A phoneme-based approach for eliminating out-of-vocabulary problem of Turkish speech recognition using Hidden Markov Model


Yavuz E., TOPUZ V.

COMPUTER SYSTEMS SCIENCE AND ENGINEERING, cilt.33, ss.429-445, 2018 (SCI İndekslerine Giren Dergi) identifier

  • Cilt numarası: 33 Konu: 6
  • Basım Tarihi: 2018
  • Dergi Adı: COMPUTER SYSTEMS SCIENCE AND ENGINEERING
  • Sayfa Sayısı: ss.429-445

Özet

Since Turkish is a morphologically productive language, it is almost impossible for a word-based recognition system to be realized to completely model Turkish language. Due to the fact that it is difficult for the system to recognize words not introduced to it in a word-based recognition system, recognition success rate drops considerably caused by out-of-vocabulary words. In this study, a speaker-dependent, phoneme-based word recognition system has been designed and implemented for Turkish Language to overcome the problem. An algorithm for finding phoneme-boundaries has been devised in order to segment the word into its phonemes.
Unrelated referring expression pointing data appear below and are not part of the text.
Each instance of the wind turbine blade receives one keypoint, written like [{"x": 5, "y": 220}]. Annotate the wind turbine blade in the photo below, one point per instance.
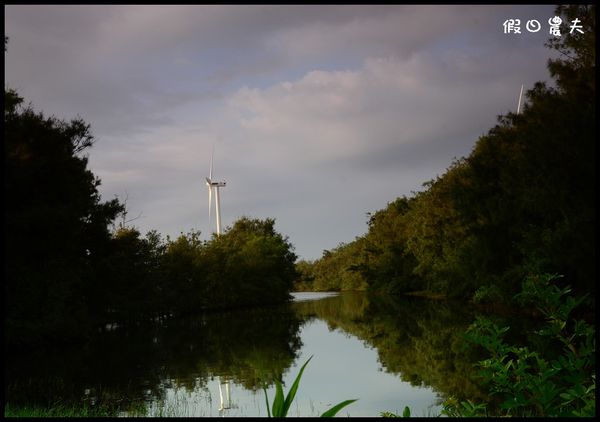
[
  {"x": 211, "y": 160},
  {"x": 209, "y": 204},
  {"x": 520, "y": 96}
]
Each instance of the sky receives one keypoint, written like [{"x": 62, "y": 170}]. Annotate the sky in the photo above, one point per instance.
[{"x": 317, "y": 114}]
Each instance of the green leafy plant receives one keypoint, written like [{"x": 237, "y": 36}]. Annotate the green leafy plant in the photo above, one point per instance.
[
  {"x": 282, "y": 404},
  {"x": 531, "y": 382}
]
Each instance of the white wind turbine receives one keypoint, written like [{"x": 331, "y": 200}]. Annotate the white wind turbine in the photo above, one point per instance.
[{"x": 214, "y": 186}]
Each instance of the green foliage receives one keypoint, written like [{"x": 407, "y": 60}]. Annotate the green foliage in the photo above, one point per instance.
[
  {"x": 56, "y": 227},
  {"x": 281, "y": 405},
  {"x": 58, "y": 411},
  {"x": 522, "y": 202},
  {"x": 535, "y": 382}
]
After the segmentation of words into phonemes, each phoneme is separated into different sub-groups according to its position and neighboring phonemes in that word. Generated sub-groups are represented by Hidden Markov Model, which is a statistical technique, using Mel-frequency cepstral coefficients as feature vector. Since phoneme-based approach is adopted in this study, it has been successfully achieved that many out of vocabulary words could be recognized.